Thüringer OLG (Urteil vom 23.07.2003; Aktenzeichen 2 U 1053/02)

LG Gera

 

Tenor

Auf die Revision der Beklagten wird das Urteil des 2. Zivilsenats des OLG Jena v. 23.7.2003 aufgehoben.

Die "Gehörsrüge" der Beklagten (§ 321a ZPO) gegen das Urteil des 2. Zivilsenats des OLG Jena v. 14.5.2003 wird als unzulässig verworfen.

Die weiter gehende Revision wird zurückgewiesen.

Gerichtskosten für das Gehörs- und das Revisionsverfahren werden nicht erhoben. Die außergerichtlichen Kosten beider Verfahren trägt die Beklagte.

Von Rechts wegen

 

Tatbestand

Die Klägerin nimmt die Beklagte auf Auskehr von Zahlungen in Anspruch, welche eine inzwischen auf die Beklagte verschmolzene GmbH auf diverse, im Zuge ihrer Privatisierung an die Klägerin abgetretene Forderungen erhalten hat. Die Beklagte hält dem Klagebegehren einen Gegenanspruch auf Aufwendungsersatz wegen Zahlung auf eine angeblich von der Klägerin übernommene Schuld entgegen.

Das LG hat der Klage entsprochen. Im Termin zur mündlichen Verhandlung vor dem Berufungsgericht am 30.4.2003 unterblieb versehentlich eine förmliche Antragstellung, was das Berufungsgericht auch anhand des Sitzungsprotokolls nicht bemerkte. Durch Urteil v. 14.5.2003, der Beklagten zugestellt am 16.5.2003, hat es die Berufung der Beklagten zurückgewiesen und die Revision nicht zugelassen. Mit Schriftsatz an das Berufungsgericht v. 19.5.2003 beantragte die Beklagte Berichtigung des Urteilstatbestandes dahingehend, dass die dortigen Anträge nicht gestellt worden seien. Weiter legte sie am 22.5.2003 Nichtzulassungsbeschwerde bei dem BGH ein.

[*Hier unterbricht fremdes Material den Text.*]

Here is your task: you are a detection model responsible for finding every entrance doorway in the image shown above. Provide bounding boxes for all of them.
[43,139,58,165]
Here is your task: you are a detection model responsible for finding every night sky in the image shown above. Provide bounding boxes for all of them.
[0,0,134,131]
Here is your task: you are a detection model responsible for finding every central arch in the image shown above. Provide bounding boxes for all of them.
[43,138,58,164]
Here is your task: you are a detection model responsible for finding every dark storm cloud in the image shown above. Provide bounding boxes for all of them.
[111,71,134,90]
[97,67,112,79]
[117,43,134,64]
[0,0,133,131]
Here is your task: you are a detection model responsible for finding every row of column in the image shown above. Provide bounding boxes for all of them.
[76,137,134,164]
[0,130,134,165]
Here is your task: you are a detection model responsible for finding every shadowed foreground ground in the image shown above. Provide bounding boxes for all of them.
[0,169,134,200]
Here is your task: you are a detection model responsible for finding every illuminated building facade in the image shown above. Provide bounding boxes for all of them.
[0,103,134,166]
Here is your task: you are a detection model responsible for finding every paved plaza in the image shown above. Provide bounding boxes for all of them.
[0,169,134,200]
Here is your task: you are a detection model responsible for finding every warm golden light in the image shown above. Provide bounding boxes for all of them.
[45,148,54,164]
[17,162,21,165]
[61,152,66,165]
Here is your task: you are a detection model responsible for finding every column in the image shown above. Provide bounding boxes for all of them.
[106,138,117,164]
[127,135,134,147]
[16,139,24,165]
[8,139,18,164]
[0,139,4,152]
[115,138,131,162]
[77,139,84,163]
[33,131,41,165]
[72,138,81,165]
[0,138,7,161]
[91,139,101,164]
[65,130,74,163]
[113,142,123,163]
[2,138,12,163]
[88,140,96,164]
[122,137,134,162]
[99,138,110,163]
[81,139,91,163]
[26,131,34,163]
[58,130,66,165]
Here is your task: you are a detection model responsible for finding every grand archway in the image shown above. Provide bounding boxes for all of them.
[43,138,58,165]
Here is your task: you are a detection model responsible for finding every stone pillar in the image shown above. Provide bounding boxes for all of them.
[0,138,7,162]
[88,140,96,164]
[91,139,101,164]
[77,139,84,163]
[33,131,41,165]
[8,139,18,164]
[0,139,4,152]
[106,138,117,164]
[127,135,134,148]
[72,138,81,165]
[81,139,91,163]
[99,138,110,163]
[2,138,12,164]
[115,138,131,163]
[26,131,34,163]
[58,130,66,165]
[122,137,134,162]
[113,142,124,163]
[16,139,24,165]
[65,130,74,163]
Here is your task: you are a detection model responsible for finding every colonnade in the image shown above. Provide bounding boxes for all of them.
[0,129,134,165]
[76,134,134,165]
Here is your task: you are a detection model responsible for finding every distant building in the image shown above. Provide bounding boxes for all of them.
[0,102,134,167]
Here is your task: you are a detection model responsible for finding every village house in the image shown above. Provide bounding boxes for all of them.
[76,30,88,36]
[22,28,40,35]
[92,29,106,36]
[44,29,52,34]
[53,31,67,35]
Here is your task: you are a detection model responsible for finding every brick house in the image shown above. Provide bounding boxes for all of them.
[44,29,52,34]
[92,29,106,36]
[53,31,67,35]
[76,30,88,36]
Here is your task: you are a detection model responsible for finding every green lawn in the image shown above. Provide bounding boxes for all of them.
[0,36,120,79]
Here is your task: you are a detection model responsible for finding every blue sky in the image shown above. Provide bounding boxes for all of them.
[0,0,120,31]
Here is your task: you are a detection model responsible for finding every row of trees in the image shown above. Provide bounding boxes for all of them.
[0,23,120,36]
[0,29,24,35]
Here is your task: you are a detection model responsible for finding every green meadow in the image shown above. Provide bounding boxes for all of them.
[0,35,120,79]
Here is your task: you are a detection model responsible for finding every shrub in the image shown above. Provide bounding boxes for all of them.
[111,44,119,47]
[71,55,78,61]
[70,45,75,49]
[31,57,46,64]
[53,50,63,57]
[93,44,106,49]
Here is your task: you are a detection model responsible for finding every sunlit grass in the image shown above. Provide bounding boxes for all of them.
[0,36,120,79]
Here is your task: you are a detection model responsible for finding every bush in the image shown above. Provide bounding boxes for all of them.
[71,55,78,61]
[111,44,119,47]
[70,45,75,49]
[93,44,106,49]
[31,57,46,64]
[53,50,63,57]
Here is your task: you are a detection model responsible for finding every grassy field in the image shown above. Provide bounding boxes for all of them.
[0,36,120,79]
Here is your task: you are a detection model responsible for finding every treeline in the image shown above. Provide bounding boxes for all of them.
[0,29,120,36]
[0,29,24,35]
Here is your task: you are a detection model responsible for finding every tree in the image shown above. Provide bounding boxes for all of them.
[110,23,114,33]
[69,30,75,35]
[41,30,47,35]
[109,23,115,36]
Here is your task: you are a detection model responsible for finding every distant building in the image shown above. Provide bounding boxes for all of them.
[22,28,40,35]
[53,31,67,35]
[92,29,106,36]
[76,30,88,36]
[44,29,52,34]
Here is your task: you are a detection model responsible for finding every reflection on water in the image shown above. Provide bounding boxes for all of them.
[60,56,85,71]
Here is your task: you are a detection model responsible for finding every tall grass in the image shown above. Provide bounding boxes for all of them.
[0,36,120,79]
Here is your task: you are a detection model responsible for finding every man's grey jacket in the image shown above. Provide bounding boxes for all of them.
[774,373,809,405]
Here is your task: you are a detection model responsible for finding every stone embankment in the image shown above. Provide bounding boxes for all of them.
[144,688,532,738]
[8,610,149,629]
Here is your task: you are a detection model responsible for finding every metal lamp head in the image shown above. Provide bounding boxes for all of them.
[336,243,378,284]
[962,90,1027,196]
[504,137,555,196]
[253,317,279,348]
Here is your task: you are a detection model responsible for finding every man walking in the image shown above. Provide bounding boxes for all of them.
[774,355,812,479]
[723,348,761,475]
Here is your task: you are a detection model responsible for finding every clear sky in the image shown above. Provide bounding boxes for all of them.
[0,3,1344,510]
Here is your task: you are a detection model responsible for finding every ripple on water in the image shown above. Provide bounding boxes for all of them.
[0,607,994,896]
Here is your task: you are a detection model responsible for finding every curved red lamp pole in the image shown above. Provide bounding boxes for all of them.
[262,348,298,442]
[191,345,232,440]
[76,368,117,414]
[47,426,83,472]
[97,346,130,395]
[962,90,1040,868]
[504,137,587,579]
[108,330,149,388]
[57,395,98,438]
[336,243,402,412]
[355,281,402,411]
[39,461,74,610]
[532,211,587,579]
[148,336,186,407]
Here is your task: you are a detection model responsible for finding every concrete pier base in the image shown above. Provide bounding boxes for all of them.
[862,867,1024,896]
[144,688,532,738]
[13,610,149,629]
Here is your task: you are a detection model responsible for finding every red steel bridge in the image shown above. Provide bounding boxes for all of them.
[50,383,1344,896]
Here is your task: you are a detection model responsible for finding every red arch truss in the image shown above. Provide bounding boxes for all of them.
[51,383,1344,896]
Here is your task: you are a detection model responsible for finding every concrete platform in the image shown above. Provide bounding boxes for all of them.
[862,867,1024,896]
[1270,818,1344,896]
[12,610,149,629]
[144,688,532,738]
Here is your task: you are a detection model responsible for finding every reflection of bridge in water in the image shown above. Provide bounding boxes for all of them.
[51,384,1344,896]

Mit Schreiben v. 10.6.2003 ersuchte das Berufungsgericht die Beklagte um Mitteilung, ob sie einer Auslegung oder Ergänzung ihres Tatbestandsberichtigungsantrages im Sinne einer Gehörsrüge in entsprechender Anwendung des § 321a ZPO zustimmen könne, was freilich prozessuale Risiken in sich berge. Nach Eingang der Zustimmung der Beklagten trat das Berufungsgericht am 2.7.2003 unter erklärter Anwendung des § 321a ZPO erneut in die mündliche Verhandlung ein, ließ die Berufungsanträge stellen und verhandelte zugleich über den Tatbestandsberichtigungsantrag der Beklagten, dem es mit Beschluss v. 23.7.2003 dahin entsprochen hat, dass die Parteien die nachfolgend aufgeführten Berufungsanträge "angekündigt" hätten. Weiter hat das Berufungsgericht durch Urteil v. 23.7.2003 sein Urteil v. 14.5.2003 aufrechterhalten (analog § 321a Abs. 5 S. 3 i.V.m. § 343 ZPO) und die Revision "im Hinblick auf die Anwendung des § 321a ZPO" zugelassen. Mit ihrer Revision beantragt die Beklagte, dieses sowie das vorangegangene Urteil des Berufungsgerichts aufzuheben, das erstinstanzliche Urteil abzuändern und die Klage abzuweisen. Weiter beantragt die Beklagte mit einer "höchst vorsorglich" eingelegten Nichtzulassungsbeschwerde, die Revision gegen das Berufungsurteil v. 23.7.2003 zuzulassen, soweit dies nicht bereits in diesem Urteil geschehen sein sollte.

 

Entscheidungsgründe

Die Revision führt zur Aufhebung des angefochtenen Urteils v. 23.7.2003 und zur Verwerfung der Gehörsrüge der Beklagten als unzulässig.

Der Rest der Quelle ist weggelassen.